DEPLORABLE ACCIDENT AND LOSS OF LIFE.

It is our painful duty to announce a calamity unprecedented in extent in British North AMerica, which occurred on our waters on Sunday Inst.
The steamer Shamrock left the Canal Basin at Montreal on Friday evening, and the Locks at Lachine early on Saturday morning, having in tow three barges, two empty and one partially laden. She carried no cargo besides the luggage of passengers, whose number, we understand, amounted to 120 souls. About 11 o'clock, when the steamer had proceeded about five miles from Lachine, her boiler exploded, scattering death and destruction. So sudden were the effects, that in less than five minutes, 62 human beings were precipitated into eternity.
The passengers were English, Irish, Scotch emigrants, but principally English, and were distributed at the time of the accident, nearly as follows:
The English, in number about sixty-five, exclusively occupied the bow of the vessel.
The Irish and Scotch occupied the stern.
In the cabin were three English women, and two men.
Between decks, in the fore part of the vessel were a number of loiterers.
The explosion carried away the decks, and opened the sides, so that the vessel immediately went down. It is easy to conceive how inevitable because the destruction or irreparable injury of the majority of such a crowd of passengers huddled on board of a small canal boat. The loss fell principally upon the English who were in the bows; the three women and two men in the cabin perished, and all who were between decks, with the exception of three Irishmen.
The accident was distinctly visible from Lachine; at least a number of persons remarked a vast eruption of smoke, and in a few seconds the disappearance of the vessel. The steamer Dolphin was at the time about half a mile in the rear of the Shamrock, and on board her the explosion was heard; and its effects perceived. The Captain dropped two barges which he had in tow, and made all haste to carry succor. When the Dolphin reached the scene of the disaster, the sight was appalling; the unfortunate steamer had disappeared, and the surface of the water was covered with living and dead bodies, the living clinging to fragments of the wreck, and to the sides of two barges which remained unimpaired. By the exertions of the master and crew of the Dolphin, sixty persons of different ages and sexes were picked up. Of these about thirty are more or less injured, and about thirty, principally Irish, escaped unhurt.
It is now out of power to paint in all, their horror, the details of this disaster. Some instances are presented of heart-rending misery.
One old lady, named COUSINS, from Cleveland, Yorkshire, was found alive, floating on a feather bed, but her husband and seven children perished.
A man named COVERDALE, from Damby, Yorkshire, sank on Saturday night under amputation, leaving behind him a wife who, besides her husband, lost six children.
[N.Y. Herald}

The Experiment Norwalk Ohio 1842-07-27
__________________

Researched and Transcribed by Stu Beitler. Thank you, Stu!

Explosion of "Shamrock"

Joseph Breckon and his wife Mary (née Williamson) died in this explosion. There is a headstone in their memory in Westerdale churchyard, North Yorkshire, England:- "Erected in memory of Jane the wife of Joseph Breckon who died 19th November 1836 aged 37. Also the above Joseph Breckon aged 43 and Mary his second wife aged 45. They were lost 9th July 1842 by the explosion of the steamboat Shamrock in the river St Lawrance, North America."
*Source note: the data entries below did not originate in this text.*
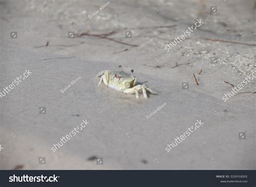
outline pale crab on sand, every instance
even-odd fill
[[[120,66],[119,66],[120,67]],[[133,71],[132,70],[131,72]],[[139,98],[139,93],[142,93],[145,98],[147,98],[147,92],[153,94],[157,93],[145,85],[137,85],[137,78],[123,71],[111,72],[109,70],[103,70],[96,77],[100,77],[98,86],[103,81],[106,86],[127,94],[135,93],[136,99]]]

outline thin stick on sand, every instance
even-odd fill
[[[224,81],[224,82],[225,83],[226,83],[226,84],[228,84],[231,85],[231,86],[233,86],[233,87],[234,87],[234,85],[233,85],[233,84],[232,84],[231,83],[230,83],[230,82],[227,82],[227,81]]]
[[[178,64],[177,63],[176,63],[175,64],[176,64],[176,65],[174,66],[173,66],[173,67],[172,67],[172,68],[173,68],[173,67],[175,67],[179,66],[180,66],[180,65],[181,65],[190,64],[190,63],[183,63],[183,64]]]
[[[197,85],[199,85],[199,84],[198,84],[198,81],[197,81],[197,78],[196,77],[196,75],[194,75],[194,73],[193,73],[193,75],[194,76],[194,80],[196,81],[196,84]]]

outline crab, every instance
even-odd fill
[[[133,71],[132,70],[131,72],[133,72]],[[97,77],[100,77],[98,84],[99,86],[103,81],[106,86],[125,94],[135,93],[136,99],[139,98],[139,93],[142,93],[144,98],[146,99],[147,99],[147,92],[153,94],[157,94],[155,91],[148,88],[145,85],[137,85],[137,78],[123,71],[111,72],[109,70],[103,70],[96,75]]]

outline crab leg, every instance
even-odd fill
[[[98,86],[99,86],[99,85],[100,84],[100,83],[102,83],[102,76],[100,77],[100,79],[99,79],[99,84],[98,84]]]
[[[142,86],[142,93],[143,94],[143,96],[144,96],[144,98],[147,99],[147,92],[146,91],[146,88],[145,88],[144,85],[143,85]]]
[[[136,89],[134,89],[134,92],[135,92],[135,96],[136,97],[136,99],[139,99],[139,92]]]
[[[133,81],[133,87],[134,87],[135,86],[136,86],[138,82],[138,79],[137,78],[134,78],[134,80]]]
[[[103,80],[103,82],[104,82],[105,85],[107,85],[108,84],[108,81],[107,77],[105,74],[103,75],[101,78],[102,78],[102,79]]]
[[[157,92],[156,92],[155,91],[154,91],[153,90],[150,88],[146,88],[146,89],[149,92],[152,93],[152,94],[157,94]]]

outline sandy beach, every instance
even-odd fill
[[[253,1],[0,9],[0,169],[256,169]],[[119,65],[158,94],[98,86]]]

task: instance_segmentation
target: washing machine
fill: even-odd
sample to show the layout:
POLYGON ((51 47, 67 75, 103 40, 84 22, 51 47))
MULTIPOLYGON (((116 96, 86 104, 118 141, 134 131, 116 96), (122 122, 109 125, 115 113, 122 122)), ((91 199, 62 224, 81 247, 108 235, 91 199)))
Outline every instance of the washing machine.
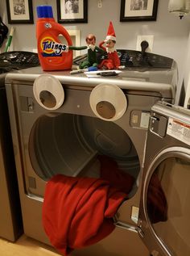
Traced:
MULTIPOLYGON (((25 233, 49 243, 42 225, 47 182, 56 174, 99 177, 101 154, 114 159, 135 183, 114 216, 114 231, 72 255, 159 255, 157 247, 144 246, 147 216, 138 213, 140 207, 147 211, 141 197, 149 182, 144 174, 151 173, 145 162, 151 107, 159 101, 172 103, 176 84, 175 61, 167 68, 125 69, 114 77, 45 73, 40 67, 8 73, 6 89, 25 233)), ((166 126, 167 115, 156 115, 155 124, 160 119, 166 126)), ((165 139, 165 127, 157 126, 154 135, 165 139)), ((153 157, 147 154, 148 166, 153 157)))
POLYGON ((9 71, 38 65, 38 56, 34 52, 0 54, 0 237, 11 241, 17 240, 23 230, 5 78, 9 71))

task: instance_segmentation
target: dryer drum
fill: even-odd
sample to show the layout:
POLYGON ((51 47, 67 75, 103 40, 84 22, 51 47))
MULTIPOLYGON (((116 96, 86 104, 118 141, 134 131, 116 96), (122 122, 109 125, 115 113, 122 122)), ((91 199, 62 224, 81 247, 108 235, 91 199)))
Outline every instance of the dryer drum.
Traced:
POLYGON ((90 166, 98 154, 115 159, 120 169, 137 178, 140 167, 136 149, 114 123, 57 113, 39 117, 31 129, 29 155, 34 170, 43 180, 56 174, 99 177, 100 166, 90 166))

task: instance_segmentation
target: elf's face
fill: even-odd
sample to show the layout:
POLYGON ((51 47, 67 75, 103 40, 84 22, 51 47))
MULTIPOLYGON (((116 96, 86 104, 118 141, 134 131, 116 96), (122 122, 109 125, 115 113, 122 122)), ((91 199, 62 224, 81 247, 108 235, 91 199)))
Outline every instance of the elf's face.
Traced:
POLYGON ((88 45, 95 45, 96 40, 94 38, 93 39, 88 39, 87 44, 88 45))
POLYGON ((115 42, 109 40, 105 42, 106 48, 114 48, 115 45, 115 42))

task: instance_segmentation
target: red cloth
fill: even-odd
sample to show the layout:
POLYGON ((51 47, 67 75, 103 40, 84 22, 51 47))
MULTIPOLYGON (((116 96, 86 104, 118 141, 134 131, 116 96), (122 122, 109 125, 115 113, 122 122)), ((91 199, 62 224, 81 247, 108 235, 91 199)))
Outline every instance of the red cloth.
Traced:
POLYGON ((105 155, 100 155, 97 158, 101 162, 101 178, 108 180, 112 186, 121 191, 129 194, 134 183, 134 178, 119 170, 114 159, 105 155))
POLYGON ((67 255, 105 237, 126 196, 100 178, 54 176, 46 185, 42 216, 52 246, 67 255))

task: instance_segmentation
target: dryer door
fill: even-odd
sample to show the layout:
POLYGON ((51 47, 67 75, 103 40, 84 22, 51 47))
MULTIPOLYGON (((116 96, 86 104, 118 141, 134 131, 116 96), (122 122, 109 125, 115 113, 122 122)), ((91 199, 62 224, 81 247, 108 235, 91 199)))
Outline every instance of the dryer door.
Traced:
POLYGON ((152 256, 190 255, 190 111, 152 107, 138 233, 152 256))

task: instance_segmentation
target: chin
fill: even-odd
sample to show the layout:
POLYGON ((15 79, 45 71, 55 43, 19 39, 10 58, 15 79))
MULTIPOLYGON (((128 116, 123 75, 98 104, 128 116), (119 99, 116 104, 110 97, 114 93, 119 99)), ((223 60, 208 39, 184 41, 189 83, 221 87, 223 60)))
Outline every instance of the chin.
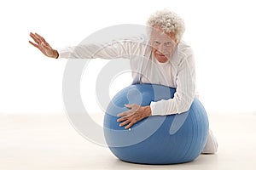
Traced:
POLYGON ((166 57, 162 57, 162 56, 158 56, 156 58, 156 60, 158 60, 158 62, 160 63, 166 63, 168 61, 168 59, 166 57))

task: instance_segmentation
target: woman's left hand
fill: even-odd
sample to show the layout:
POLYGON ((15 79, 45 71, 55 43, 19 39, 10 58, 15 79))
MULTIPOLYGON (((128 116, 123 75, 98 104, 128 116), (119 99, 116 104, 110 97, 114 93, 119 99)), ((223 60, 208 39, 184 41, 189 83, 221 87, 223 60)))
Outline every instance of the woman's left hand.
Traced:
POLYGON ((118 122, 123 122, 119 124, 120 127, 125 127, 125 129, 130 128, 137 122, 141 121, 149 116, 151 116, 150 105, 141 106, 135 104, 125 105, 125 107, 130 109, 127 111, 118 114, 118 122))

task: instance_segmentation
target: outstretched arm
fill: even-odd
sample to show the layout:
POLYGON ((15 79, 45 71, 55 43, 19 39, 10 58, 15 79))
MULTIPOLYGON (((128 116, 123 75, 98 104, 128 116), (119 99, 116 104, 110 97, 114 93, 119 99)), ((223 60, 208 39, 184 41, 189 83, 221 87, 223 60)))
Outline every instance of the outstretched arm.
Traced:
POLYGON ((58 58, 58 51, 52 48, 42 36, 38 33, 31 32, 30 37, 34 40, 34 42, 31 41, 29 41, 29 42, 35 48, 38 48, 44 55, 55 59, 58 58))

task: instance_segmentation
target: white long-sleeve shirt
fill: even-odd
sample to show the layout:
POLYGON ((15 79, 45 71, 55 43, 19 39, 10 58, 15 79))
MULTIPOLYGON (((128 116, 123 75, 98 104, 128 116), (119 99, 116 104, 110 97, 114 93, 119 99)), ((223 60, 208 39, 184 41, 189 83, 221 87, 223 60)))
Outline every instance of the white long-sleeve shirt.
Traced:
POLYGON ((81 44, 61 49, 59 58, 130 60, 133 83, 161 84, 176 88, 173 99, 150 103, 152 116, 187 111, 195 98, 195 61, 191 48, 183 41, 168 62, 160 63, 153 56, 145 37, 112 41, 111 43, 81 44))

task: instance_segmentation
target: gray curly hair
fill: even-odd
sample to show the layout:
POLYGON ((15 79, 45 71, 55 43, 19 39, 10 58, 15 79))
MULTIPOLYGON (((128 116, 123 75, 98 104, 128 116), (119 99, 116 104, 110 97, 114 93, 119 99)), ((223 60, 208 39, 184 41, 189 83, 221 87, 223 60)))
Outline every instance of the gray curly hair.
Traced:
POLYGON ((174 32, 176 39, 179 42, 185 31, 183 20, 174 12, 167 9, 156 11, 151 14, 147 25, 150 27, 160 26, 166 33, 174 32))

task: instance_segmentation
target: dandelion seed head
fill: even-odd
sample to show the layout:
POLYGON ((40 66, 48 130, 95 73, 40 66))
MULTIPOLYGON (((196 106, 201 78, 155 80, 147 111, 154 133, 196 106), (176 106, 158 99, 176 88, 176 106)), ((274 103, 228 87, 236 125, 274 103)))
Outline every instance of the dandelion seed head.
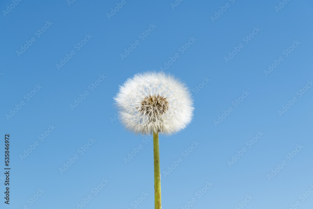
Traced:
POLYGON ((170 135, 191 122, 191 95, 183 83, 163 72, 147 72, 129 78, 114 98, 125 128, 136 133, 170 135))

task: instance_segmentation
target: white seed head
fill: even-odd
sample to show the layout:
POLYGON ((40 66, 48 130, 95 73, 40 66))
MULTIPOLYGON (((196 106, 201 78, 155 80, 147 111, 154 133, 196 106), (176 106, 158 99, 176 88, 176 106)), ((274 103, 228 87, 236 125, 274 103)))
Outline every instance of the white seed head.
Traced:
POLYGON ((193 116, 191 95, 185 84, 162 72, 128 78, 114 99, 122 122, 136 134, 169 135, 185 128, 193 116))

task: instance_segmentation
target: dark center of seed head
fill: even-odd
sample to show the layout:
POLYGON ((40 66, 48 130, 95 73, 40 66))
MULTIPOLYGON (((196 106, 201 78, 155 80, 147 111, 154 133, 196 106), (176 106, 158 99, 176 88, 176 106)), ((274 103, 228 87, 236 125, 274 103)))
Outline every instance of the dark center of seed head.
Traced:
POLYGON ((139 111, 150 117, 162 115, 168 107, 166 99, 160 95, 146 97, 141 102, 139 111))

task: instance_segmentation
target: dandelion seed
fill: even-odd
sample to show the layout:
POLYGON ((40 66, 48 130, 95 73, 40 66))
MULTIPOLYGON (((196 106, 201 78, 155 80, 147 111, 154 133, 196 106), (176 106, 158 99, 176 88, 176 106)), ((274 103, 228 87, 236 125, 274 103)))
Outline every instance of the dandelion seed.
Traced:
POLYGON ((191 94, 173 76, 147 72, 128 79, 114 99, 126 128, 136 134, 153 134, 155 207, 161 209, 159 133, 170 135, 190 123, 194 109, 191 94))

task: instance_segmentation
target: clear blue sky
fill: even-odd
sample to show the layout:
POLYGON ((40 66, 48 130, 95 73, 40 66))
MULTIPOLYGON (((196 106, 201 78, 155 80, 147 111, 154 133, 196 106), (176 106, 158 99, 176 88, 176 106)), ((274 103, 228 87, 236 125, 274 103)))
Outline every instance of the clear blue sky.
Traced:
POLYGON ((160 136, 163 208, 311 208, 313 3, 283 1, 1 1, 0 208, 154 208, 153 144, 113 98, 162 67, 195 108, 160 136))

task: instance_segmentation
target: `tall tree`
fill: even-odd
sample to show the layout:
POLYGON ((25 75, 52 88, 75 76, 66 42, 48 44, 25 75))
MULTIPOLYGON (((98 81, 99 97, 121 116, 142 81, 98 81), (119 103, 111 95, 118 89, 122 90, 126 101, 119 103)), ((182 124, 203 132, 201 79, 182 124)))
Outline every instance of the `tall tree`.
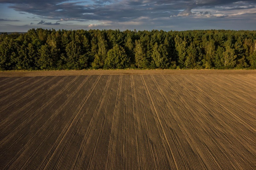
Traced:
POLYGON ((140 40, 135 41, 134 51, 135 53, 136 64, 136 65, 138 66, 138 68, 144 67, 145 66, 145 52, 140 40))
POLYGON ((197 49, 194 43, 190 44, 187 48, 187 56, 185 60, 185 64, 187 68, 193 68, 195 67, 196 58, 197 56, 197 49))
POLYGON ((213 40, 207 42, 204 46, 205 55, 203 61, 205 68, 211 68, 213 66, 213 59, 215 55, 215 45, 213 40))
POLYGON ((167 58, 168 54, 165 47, 163 44, 158 46, 157 43, 155 44, 153 48, 152 58, 154 65, 157 68, 167 68, 169 63, 167 58))
POLYGON ((185 40, 182 40, 181 38, 177 35, 175 39, 175 47, 178 53, 178 62, 180 66, 184 67, 185 60, 187 56, 186 48, 187 46, 187 42, 185 40))
POLYGON ((225 51, 223 52, 223 58, 221 59, 224 66, 224 69, 226 68, 232 68, 236 64, 235 59, 237 56, 235 55, 234 50, 231 47, 231 41, 227 41, 224 44, 225 51))
POLYGON ((108 68, 124 68, 128 66, 129 59, 124 49, 117 45, 108 52, 105 66, 108 68))

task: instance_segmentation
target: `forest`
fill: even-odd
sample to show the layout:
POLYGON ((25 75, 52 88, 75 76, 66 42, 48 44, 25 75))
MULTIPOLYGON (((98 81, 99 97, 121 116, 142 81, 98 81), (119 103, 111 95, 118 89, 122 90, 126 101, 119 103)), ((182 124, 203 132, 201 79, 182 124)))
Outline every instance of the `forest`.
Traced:
POLYGON ((256 31, 31 29, 0 35, 0 70, 256 68, 256 31))

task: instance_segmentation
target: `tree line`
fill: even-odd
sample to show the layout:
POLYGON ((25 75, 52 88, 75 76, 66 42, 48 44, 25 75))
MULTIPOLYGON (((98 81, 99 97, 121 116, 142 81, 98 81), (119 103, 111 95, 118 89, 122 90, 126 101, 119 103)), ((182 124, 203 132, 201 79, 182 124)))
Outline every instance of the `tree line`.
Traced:
POLYGON ((33 29, 0 35, 0 70, 255 69, 256 31, 33 29))

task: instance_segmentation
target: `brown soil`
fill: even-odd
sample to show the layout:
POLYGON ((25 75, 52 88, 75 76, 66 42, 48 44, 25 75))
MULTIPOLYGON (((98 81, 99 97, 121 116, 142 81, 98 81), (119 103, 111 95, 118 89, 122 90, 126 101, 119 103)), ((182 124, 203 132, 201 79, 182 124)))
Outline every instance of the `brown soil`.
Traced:
POLYGON ((1 73, 0 169, 256 167, 255 71, 1 73))
POLYGON ((252 74, 256 70, 99 70, 0 72, 0 77, 77 76, 88 75, 252 74))

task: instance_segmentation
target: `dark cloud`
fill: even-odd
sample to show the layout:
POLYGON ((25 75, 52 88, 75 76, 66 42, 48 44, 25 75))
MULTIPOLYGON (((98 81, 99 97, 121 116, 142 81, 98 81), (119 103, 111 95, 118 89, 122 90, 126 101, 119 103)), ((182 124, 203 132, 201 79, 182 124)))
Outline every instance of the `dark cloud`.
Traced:
POLYGON ((20 21, 19 20, 12 20, 11 19, 1 19, 0 18, 0 21, 20 21))
MULTIPOLYGON (((39 25, 57 25, 64 21, 83 22, 93 20, 96 21, 87 24, 98 28, 100 28, 101 23, 102 28, 104 26, 132 27, 142 24, 150 29, 153 27, 171 28, 171 25, 181 24, 179 19, 175 18, 187 18, 188 20, 204 17, 204 19, 207 18, 221 21, 239 15, 239 17, 236 16, 236 19, 250 19, 252 16, 255 18, 253 12, 256 13, 255 0, 94 0, 88 2, 0 0, 0 4, 8 3, 10 4, 9 7, 16 11, 32 14, 43 19, 39 25), (44 21, 49 20, 58 21, 55 23, 44 21)), ((208 22, 213 21, 207 19, 208 22)), ((67 22, 63 22, 62 26, 67 22)))
MULTIPOLYGON (((37 23, 37 24, 43 24, 43 25, 59 25, 60 24, 60 23, 57 22, 56 23, 54 24, 52 24, 52 22, 46 22, 45 21, 44 21, 43 20, 41 20, 41 21, 37 23)), ((33 23, 32 23, 32 24, 33 24, 33 23)))
POLYGON ((38 24, 43 24, 44 23, 45 23, 45 22, 43 21, 43 20, 41 20, 41 21, 37 23, 38 24))

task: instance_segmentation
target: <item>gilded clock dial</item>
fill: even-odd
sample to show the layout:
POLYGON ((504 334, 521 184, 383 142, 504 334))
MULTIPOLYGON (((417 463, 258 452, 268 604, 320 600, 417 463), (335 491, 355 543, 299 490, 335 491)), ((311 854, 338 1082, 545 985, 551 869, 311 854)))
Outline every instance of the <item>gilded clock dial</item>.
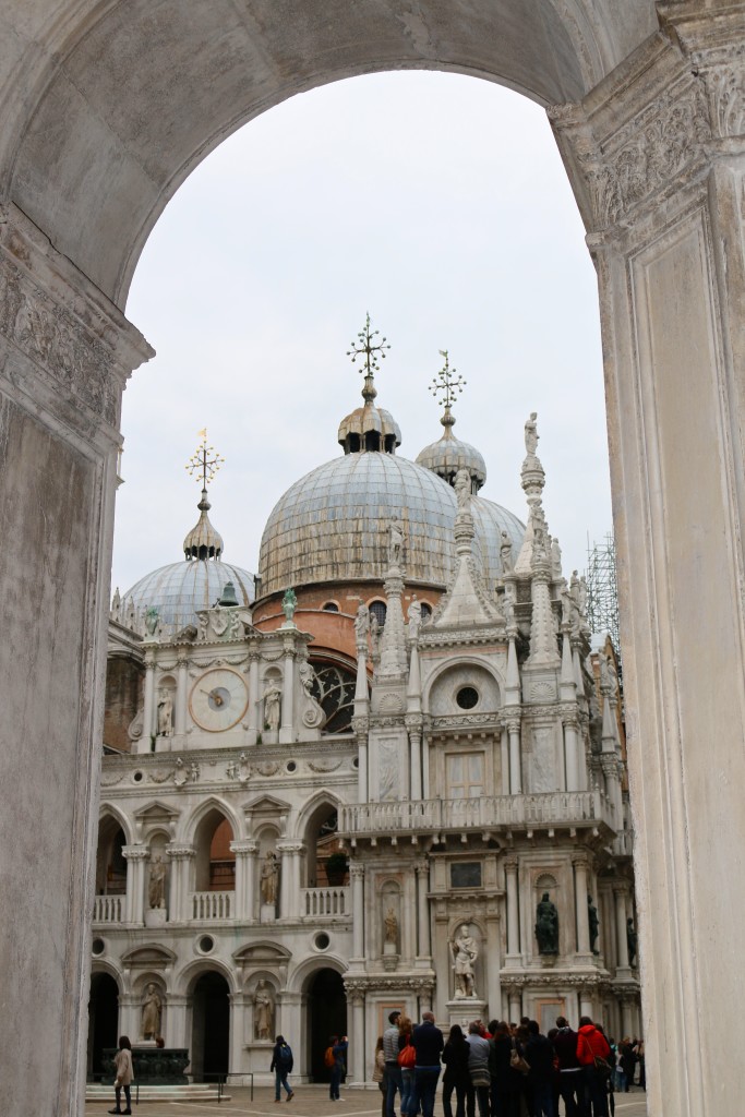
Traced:
POLYGON ((227 667, 216 667, 200 676, 189 699, 192 718, 209 733, 230 729, 240 722, 247 706, 246 682, 227 667))

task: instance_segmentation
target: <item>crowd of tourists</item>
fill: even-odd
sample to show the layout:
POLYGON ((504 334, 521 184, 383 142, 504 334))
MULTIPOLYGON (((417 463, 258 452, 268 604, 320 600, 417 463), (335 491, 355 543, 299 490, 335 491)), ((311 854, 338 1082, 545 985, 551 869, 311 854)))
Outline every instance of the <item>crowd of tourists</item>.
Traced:
POLYGON ((453 1024, 448 1038, 431 1012, 420 1024, 391 1012, 378 1040, 374 1078, 381 1117, 432 1117, 442 1073, 443 1117, 612 1117, 614 1091, 629 1090, 639 1067, 644 1086, 643 1043, 615 1044, 600 1024, 582 1016, 577 1031, 564 1016, 547 1035, 535 1020, 519 1024, 471 1021, 453 1024), (453 1115, 455 1105, 455 1115, 453 1115))

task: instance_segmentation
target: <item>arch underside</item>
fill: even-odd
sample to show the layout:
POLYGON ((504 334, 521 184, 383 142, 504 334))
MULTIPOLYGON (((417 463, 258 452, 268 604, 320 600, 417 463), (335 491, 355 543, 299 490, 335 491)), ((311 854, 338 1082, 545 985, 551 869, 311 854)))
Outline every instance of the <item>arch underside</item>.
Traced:
POLYGON ((10 9, 0 197, 120 306, 189 172, 287 97, 361 74, 438 69, 542 104, 572 102, 657 26, 652 0, 25 0, 10 9))

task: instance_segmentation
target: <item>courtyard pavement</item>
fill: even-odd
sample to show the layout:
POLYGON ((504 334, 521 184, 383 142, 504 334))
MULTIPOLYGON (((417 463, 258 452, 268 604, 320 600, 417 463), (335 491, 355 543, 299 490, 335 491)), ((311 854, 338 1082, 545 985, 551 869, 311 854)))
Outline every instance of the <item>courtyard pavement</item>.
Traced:
MULTIPOLYGON (((102 1117, 114 1106, 114 1090, 107 1102, 89 1101, 85 1117, 102 1117)), ((257 1087, 254 1100, 248 1088, 230 1090, 230 1101, 143 1101, 134 1105, 133 1114, 142 1117, 265 1117, 268 1114, 284 1114, 288 1117, 381 1117, 379 1095, 372 1090, 346 1090, 340 1101, 328 1100, 327 1086, 298 1086, 292 1101, 274 1100, 274 1088, 257 1087)), ((647 1117, 647 1095, 639 1089, 615 1095, 617 1117, 647 1117)), ((434 1117, 442 1117, 442 1106, 438 1094, 434 1117)), ((563 1111, 562 1111, 563 1117, 563 1111)))

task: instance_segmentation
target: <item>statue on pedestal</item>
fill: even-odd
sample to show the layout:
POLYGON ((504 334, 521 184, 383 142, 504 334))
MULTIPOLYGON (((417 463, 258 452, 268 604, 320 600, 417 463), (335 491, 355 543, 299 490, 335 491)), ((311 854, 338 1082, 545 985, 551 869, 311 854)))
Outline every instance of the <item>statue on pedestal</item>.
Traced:
POLYGON ((388 561, 391 566, 399 566, 403 556, 404 534, 397 516, 388 525, 388 561))
POLYGON ((474 963, 478 957, 478 948, 468 933, 468 925, 458 928, 456 938, 450 946, 452 953, 452 972, 455 974, 455 995, 457 1000, 476 996, 476 978, 474 963))
POLYGON ((588 924, 590 926, 590 949, 593 954, 600 954, 598 949, 600 919, 598 918, 598 908, 592 903, 592 896, 588 896, 588 924))
POLYGON ((274 1001, 266 981, 260 981, 256 986, 254 1030, 257 1040, 270 1040, 274 1034, 274 1001))
POLYGON ((558 954, 558 911, 548 892, 544 892, 535 909, 535 937, 538 954, 558 954))
POLYGON ((165 866, 163 858, 155 856, 150 862, 150 881, 147 885, 147 901, 151 908, 165 907, 165 866))
POLYGON ((145 997, 142 1002, 142 1038, 154 1040, 161 1034, 161 1011, 163 1002, 157 992, 157 986, 150 982, 145 990, 145 997))
POLYGON ((629 948, 629 965, 632 966, 637 958, 637 932, 631 916, 625 922, 625 944, 629 948))
POLYGON ((279 865, 277 863, 277 855, 274 850, 267 850, 267 856, 264 859, 264 865, 261 866, 261 903, 271 904, 273 906, 277 903, 277 884, 279 881, 279 865))
POLYGON ((157 704, 157 735, 159 737, 170 737, 173 735, 173 699, 170 690, 161 690, 161 700, 157 704))
POLYGON ((279 728, 280 698, 281 689, 279 685, 274 679, 269 679, 269 684, 264 691, 264 724, 267 729, 279 728))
2 Victims of this disaster

Joseph Breckon and his wife Mary (née Williamson) perished in this disaster. There is a headstone in the churchyard at Westerdale, North Yorkshire, England, (their home in 1841) which reads: "Erected in memory of Jane the wife of Joseph Breckon who died 19 Nov 1836 aged 37. Also the above Joseph Breckon aged 43 and Mary his second wife aged 45. They were lost 9 July 1842 by the explosion of the steam boat Shamrock in the river St Lawrance, North America."

Joseph was a joiner and cartwright. He had married Jane Wheldon on 26 May 1822 at Lastingham, North Yorkshire. After Jane's death in 1836, John married Mary less than a year later at Stokesley parish church.

I wonder what inspired them to leave a small dales village and venture abroad on such a long journey. What a terrible end.